Prep 10 mins
Cook 30 mins
The cheese sauce is from vegancoach.com. I added the beans and grains to it for a surprisingly good dinner. I'm not vegan, but this looked good--and it was. It's not just like regular cheese because it isn't regular cheese...but it's creamy, flavorful, delicious and sure has a lot of nutrition. If you're using canned beans, you can omit the salt in the sauce. Of course, you can swap out the grains for others (such as brown rice), or use all of one. Just keep the proportions the same. This can be a main dish or a side.
TO MAKE THE CHEESE
- 1 (15 ounce) can cannellini beans (rinsed and well-drained, or cooked from dry beforehand)
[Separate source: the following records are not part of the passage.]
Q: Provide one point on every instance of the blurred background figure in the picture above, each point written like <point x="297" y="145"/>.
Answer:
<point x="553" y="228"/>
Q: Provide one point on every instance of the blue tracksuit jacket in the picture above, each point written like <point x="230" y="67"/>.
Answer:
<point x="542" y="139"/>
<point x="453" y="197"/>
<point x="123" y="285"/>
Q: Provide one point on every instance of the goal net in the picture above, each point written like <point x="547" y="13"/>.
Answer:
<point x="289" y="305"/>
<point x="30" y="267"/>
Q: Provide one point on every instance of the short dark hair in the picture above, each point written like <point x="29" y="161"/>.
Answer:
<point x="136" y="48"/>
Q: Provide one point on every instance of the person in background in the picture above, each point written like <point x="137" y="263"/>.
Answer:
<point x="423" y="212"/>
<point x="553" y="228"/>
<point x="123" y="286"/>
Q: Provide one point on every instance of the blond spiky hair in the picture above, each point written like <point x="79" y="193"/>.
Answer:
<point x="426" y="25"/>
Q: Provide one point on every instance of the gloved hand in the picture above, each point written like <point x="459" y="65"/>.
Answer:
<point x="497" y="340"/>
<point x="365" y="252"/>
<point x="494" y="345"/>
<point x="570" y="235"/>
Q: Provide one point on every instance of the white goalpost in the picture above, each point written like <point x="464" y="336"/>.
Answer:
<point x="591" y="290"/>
- 1⁄2 cup pimiento (pieces, drained)
- 1⁄2 cup nutritional yeast
- 3 tablespoons fresh lemon juice
- 2 tablespoons tahini
- 1 tablespoon miso (I used mellow white)
- 1 teaspoon onion powder
- 1⁄2 teaspoon yellow mustard (such as French's)
- 1⁄2 teaspoon salt
FOR THE BEANS AND GRAINS
- 1 (15 ounce) can black beans (rinsed and drained)
- 1⁄4 cup Bulgar wheat
- 1⁄4 cup barley
- 1⁄4 cup quinoa
- Rinse and toast your quinoa. Add 2 cups of water to the skillet where the quinoa is toasting, and add the barley and bulgar. Cover and simmer on low approximately 30 minutes, or until grains are done to desired texture (I like mine just a touch al dente for this recipe).
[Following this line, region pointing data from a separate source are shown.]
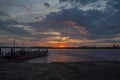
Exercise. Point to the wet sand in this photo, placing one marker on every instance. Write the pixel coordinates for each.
(100, 70)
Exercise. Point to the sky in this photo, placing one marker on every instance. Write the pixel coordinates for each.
(60, 23)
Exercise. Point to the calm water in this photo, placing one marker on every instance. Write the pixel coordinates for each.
(74, 55)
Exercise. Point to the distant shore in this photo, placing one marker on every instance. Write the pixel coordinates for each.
(94, 70)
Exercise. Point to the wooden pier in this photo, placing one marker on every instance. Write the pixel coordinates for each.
(23, 52)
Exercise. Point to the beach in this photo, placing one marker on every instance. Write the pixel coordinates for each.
(93, 70)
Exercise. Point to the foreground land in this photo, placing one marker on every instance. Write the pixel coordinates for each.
(60, 71)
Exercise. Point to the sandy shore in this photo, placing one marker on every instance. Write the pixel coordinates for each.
(60, 71)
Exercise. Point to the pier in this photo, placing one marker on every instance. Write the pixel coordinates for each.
(23, 52)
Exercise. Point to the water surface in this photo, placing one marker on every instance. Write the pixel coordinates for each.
(75, 55)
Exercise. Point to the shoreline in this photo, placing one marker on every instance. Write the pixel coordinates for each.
(89, 70)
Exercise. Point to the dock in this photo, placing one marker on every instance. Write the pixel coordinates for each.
(22, 52)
- While grains are cooking, puree cheese ingredients until smooth.
- Add cheese to skillet of grains, add beans, mix well. Serve!
Great dish! The sauce grew on me the more I ate it. It would be a great dip for crackers and used in burritos, etc. I didn't have bulgar so used short grain brown rice. Healthy and good too. Thanks! Made for PRMR game.